Com base na jurisprudência dos tribunais superiores acerca da colocação de criança ou adolescente em família substituta, assinale a opção correta.
- A)A regra que estabelece a diferença mínima de dezesseis anos de idade entre adotante e adotando não pode ser relativizada.
Errada: a diferença mínima de 16 anos entre adotante e adotando está no ECA, mas a jurisprudência admite relativização em situações excepcionais, conforme o melhor interesse do menor.
- B)A adoção de neto pela avó (adoção avoenga) não pode ser permitida em nenhuma hipótese.
Errada: a adoção avoenga não é automaticamente vedada em qualquer hipótese; a jurisprudência admite análise excepcional do caso concreto.
- C)Não é possível deferir a averbação do nome do pai socioafetivo no registro civil enquanto não decretada a extinção do poder familiar do pai biológico.
Errada: o reconhecimento da filiação socioafetiva pode ocorrer independentemente da prévia extinção do poder familiar biológico, a depender da situação concreta e da proteção ao melhor interesse.

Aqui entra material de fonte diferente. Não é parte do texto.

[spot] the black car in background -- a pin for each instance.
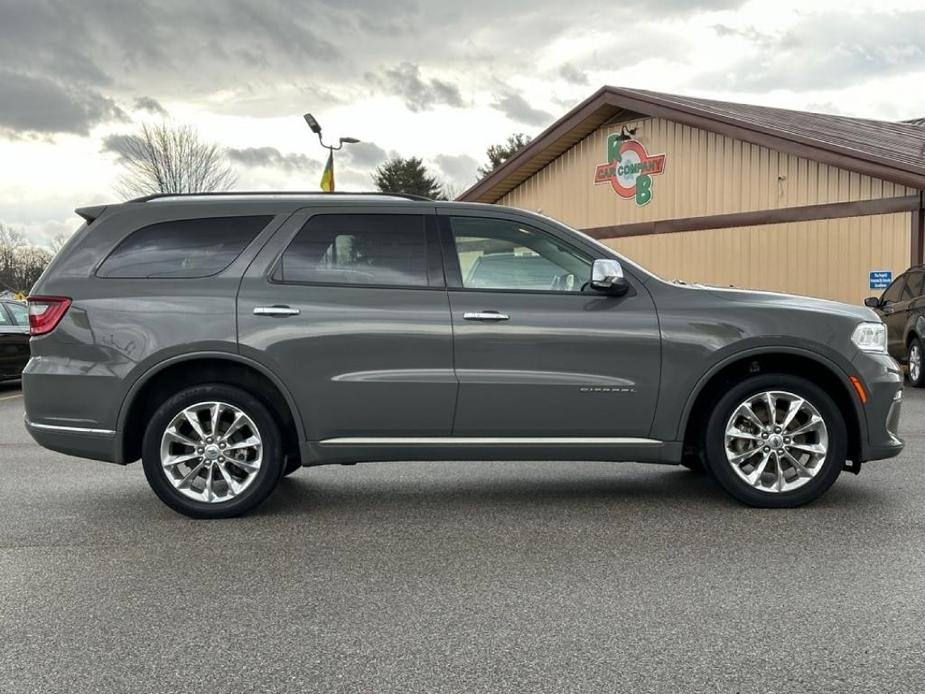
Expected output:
(14, 338)
(902, 307)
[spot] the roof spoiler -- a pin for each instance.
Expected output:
(91, 213)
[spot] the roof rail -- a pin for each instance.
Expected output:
(158, 196)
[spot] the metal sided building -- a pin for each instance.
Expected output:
(729, 194)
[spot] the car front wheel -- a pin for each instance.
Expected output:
(915, 375)
(212, 451)
(776, 441)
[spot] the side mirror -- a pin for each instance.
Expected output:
(607, 277)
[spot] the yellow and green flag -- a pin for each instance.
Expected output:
(327, 178)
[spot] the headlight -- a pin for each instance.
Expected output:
(870, 337)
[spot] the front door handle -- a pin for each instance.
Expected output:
(276, 311)
(485, 315)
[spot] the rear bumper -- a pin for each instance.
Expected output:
(97, 444)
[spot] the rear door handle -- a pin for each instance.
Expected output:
(276, 311)
(485, 316)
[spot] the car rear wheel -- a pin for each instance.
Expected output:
(915, 375)
(212, 451)
(776, 441)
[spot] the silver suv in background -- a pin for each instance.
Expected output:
(226, 340)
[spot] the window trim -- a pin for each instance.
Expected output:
(436, 279)
(453, 271)
(271, 223)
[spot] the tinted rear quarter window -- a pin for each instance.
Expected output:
(358, 249)
(183, 248)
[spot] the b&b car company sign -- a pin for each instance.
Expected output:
(629, 168)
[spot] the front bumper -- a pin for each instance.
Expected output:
(881, 377)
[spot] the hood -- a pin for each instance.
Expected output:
(792, 301)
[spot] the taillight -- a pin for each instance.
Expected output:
(45, 312)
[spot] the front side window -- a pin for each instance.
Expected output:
(183, 248)
(358, 249)
(895, 290)
(502, 254)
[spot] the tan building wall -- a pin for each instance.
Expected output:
(709, 174)
(828, 258)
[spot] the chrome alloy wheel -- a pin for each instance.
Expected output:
(915, 361)
(776, 441)
(211, 452)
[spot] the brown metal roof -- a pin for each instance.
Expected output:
(891, 151)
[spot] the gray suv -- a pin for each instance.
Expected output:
(226, 340)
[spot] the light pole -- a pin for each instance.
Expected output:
(327, 178)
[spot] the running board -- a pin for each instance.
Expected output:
(488, 441)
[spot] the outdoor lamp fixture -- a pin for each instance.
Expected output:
(327, 176)
(316, 128)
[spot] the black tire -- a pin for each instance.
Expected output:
(293, 463)
(918, 381)
(263, 483)
(831, 465)
(693, 462)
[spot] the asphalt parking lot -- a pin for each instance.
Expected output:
(467, 577)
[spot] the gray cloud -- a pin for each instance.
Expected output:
(150, 104)
(515, 107)
(572, 74)
(459, 170)
(365, 154)
(272, 158)
(264, 59)
(42, 105)
(825, 51)
(119, 144)
(419, 94)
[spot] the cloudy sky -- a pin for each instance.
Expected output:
(436, 79)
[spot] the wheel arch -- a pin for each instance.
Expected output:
(165, 378)
(806, 364)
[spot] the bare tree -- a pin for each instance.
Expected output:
(166, 158)
(21, 263)
(31, 262)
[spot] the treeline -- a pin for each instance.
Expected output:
(21, 262)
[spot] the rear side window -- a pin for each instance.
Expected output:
(183, 248)
(894, 293)
(914, 288)
(358, 249)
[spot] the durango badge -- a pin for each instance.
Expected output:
(629, 168)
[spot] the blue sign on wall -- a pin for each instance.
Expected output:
(881, 279)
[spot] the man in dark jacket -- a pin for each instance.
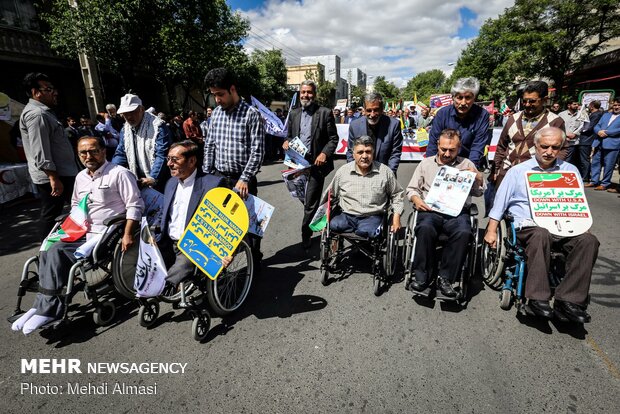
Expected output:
(587, 138)
(384, 130)
(316, 127)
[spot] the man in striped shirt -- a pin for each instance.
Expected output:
(235, 142)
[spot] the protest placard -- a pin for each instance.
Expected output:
(216, 229)
(558, 203)
(450, 190)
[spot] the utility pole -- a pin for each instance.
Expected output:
(349, 87)
(91, 79)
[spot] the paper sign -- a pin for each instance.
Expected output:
(215, 230)
(450, 190)
(558, 203)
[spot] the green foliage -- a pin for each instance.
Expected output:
(385, 88)
(177, 41)
(272, 75)
(538, 38)
(424, 84)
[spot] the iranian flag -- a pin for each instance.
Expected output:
(73, 228)
(321, 217)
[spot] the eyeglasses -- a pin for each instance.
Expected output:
(91, 152)
(174, 160)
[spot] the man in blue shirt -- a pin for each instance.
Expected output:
(580, 251)
(472, 121)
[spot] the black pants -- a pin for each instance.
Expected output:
(429, 226)
(51, 207)
(314, 190)
(230, 180)
(580, 252)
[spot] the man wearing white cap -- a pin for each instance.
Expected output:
(144, 143)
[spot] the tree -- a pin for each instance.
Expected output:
(539, 38)
(177, 41)
(272, 75)
(424, 84)
(385, 88)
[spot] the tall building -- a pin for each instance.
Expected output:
(354, 76)
(331, 63)
(295, 75)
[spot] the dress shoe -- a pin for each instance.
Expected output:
(417, 285)
(446, 287)
(572, 311)
(541, 308)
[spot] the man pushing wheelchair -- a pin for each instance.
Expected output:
(580, 250)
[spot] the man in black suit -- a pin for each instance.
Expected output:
(316, 127)
(384, 130)
(184, 192)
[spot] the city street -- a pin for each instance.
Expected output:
(298, 346)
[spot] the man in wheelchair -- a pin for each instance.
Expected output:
(112, 190)
(581, 251)
(431, 224)
(183, 193)
(363, 189)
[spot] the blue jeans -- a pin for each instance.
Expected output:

- D)Poderá ocorrer a adoção post mortem se o pretenso adotante falecido tiver manifestado em vida, inequivocamente, a vontade de adotar o menor, mesmo que não tenha iniciado o procedimento de adoção quando vivo.
Certa: o STJ admite adoção post mortem quando houver manifestação inequívoca, em vida, da vontade de adotar, mesmo sem o ajuizamento do procedimento antes do óbito.

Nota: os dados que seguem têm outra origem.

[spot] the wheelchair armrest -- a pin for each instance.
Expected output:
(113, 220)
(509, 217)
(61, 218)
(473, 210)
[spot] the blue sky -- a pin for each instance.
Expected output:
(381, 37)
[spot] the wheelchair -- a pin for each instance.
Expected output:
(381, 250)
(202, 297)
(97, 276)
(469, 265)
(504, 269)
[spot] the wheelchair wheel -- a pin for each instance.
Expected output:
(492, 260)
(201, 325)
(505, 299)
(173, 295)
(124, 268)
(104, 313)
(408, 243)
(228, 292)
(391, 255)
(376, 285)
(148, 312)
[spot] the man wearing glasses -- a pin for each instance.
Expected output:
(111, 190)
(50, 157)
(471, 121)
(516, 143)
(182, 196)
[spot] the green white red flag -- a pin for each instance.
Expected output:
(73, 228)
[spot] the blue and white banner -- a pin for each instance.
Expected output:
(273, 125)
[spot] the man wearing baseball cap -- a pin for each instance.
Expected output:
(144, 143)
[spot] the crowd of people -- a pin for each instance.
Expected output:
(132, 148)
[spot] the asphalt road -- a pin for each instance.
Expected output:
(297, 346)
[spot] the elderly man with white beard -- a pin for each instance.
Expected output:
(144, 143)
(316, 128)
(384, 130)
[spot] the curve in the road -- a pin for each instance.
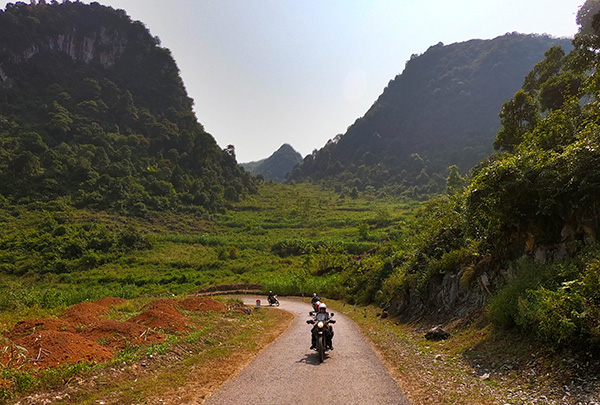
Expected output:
(288, 372)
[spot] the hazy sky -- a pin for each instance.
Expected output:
(267, 72)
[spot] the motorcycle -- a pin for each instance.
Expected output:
(322, 326)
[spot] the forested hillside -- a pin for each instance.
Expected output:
(522, 237)
(441, 111)
(276, 166)
(93, 111)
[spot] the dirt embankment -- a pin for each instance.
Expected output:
(84, 332)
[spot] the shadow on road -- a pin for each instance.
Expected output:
(311, 358)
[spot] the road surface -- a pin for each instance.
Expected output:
(288, 372)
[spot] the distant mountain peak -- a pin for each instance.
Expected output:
(442, 110)
(276, 166)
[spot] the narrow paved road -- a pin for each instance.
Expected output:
(288, 372)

- E)É inadmissível o uso do nome afetivo pela criança que se encontra sob guarda provisória dos adotantes, em tutela antecipatória deferida antes da prolação da sentença de mérito da ação de adoção, em razão do princípio da imutabilidade.

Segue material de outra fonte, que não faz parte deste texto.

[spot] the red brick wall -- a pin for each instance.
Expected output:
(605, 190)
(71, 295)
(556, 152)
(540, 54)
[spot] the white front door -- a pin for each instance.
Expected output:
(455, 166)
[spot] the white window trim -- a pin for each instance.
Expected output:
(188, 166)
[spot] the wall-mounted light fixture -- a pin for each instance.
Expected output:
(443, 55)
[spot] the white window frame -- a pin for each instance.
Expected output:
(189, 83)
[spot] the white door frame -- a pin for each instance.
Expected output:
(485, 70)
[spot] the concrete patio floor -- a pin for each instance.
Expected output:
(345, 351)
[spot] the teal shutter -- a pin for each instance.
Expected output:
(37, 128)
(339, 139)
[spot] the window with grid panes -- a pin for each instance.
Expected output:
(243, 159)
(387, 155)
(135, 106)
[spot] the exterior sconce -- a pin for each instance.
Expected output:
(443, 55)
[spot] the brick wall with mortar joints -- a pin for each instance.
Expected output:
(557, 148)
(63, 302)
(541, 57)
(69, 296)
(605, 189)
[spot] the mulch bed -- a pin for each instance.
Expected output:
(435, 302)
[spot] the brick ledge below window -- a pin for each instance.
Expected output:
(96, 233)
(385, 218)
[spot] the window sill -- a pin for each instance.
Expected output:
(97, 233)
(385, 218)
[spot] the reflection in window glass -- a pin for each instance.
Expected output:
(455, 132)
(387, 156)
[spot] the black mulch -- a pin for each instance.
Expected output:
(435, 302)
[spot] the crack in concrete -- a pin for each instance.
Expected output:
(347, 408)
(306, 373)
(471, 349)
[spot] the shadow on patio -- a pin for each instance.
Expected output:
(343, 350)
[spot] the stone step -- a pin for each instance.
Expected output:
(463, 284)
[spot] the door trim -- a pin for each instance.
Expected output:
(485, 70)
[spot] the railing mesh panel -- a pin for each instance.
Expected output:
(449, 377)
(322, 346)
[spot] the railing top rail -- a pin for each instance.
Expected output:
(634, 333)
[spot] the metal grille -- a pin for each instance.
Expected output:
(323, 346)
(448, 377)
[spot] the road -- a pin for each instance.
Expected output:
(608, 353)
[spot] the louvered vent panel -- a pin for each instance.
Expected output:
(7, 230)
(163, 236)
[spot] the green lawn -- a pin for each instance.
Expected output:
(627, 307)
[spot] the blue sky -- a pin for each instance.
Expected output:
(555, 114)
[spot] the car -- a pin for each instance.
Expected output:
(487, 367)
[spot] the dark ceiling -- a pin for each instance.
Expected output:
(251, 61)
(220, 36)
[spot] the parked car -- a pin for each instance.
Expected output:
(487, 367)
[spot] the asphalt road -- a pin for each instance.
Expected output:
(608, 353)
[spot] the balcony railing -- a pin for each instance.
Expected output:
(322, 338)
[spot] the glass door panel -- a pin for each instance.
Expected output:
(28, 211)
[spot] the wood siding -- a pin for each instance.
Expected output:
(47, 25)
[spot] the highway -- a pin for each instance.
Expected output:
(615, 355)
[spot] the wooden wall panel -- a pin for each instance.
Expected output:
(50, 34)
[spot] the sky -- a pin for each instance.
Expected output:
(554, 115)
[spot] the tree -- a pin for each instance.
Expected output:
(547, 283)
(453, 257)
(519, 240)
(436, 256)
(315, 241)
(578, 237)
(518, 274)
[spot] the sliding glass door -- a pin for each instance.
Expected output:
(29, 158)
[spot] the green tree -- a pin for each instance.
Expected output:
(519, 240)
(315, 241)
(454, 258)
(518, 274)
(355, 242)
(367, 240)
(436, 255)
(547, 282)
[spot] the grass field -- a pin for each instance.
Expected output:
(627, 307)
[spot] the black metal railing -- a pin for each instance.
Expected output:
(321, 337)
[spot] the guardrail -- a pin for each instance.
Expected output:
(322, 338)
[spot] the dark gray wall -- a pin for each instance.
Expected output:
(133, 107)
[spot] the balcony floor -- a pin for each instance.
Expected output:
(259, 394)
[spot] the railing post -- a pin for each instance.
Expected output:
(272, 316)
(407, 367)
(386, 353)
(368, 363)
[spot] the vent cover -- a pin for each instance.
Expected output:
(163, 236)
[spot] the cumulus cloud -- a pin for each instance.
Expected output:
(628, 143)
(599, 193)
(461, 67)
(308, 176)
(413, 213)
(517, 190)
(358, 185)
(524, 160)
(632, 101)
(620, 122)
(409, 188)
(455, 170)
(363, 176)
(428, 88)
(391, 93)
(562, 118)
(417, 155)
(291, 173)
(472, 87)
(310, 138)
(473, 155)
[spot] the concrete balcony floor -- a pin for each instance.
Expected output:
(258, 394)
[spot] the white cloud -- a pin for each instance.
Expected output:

Errada: o uso do nome afetivo pode ser admitido em situações de guarda provisória ou tutela antecipatória, desde que isso atenda ao melhor interesse da criança.
Gabarito: D
A adoção, em regra, exige procedimento judicial e observância do melhor interesse da criança e do adolescente. No ECA, há requisitos como a diferença mínima de 16 anos entre adotante e adotando e a necessidade de estágio, mas a jurisprudência dos tribunais superiores já admitiu flexibilizações em situações muito específicas, quando isso atende ao melhor interesse do menor. Um exemplo clássico é a adoção post mortem. O STJ entende que ela pode ser deferida se o falecido tiver demonstrado, de forma inequívoca, em vida, a vontade de adotar. Ou seja: o que importa não é só ter protocolado o pedido, mas a prova clara da intenção de adotar, revelada antes do óbito. Por isso, a letra D está correta. A Corte admite a adoção mesmo sem o procedimento ter sido iniciado formalmente quando o adotante era vivo, desde que a vontade esteja bem demonstrada nos autos. A lógica é simples: o processo não pode virar uma armadilha burocrática para frustrar uma relação já consolidada e protegida pelo afeto. As demais alternativas tropeçam em entendimentos que os tribunais superiores já afastaram. Em matéria de adoção, o foco não é decorar fórmulas rígidas, e sim enxergar a proteção integral e o melhor interesse da criança como bússola principal.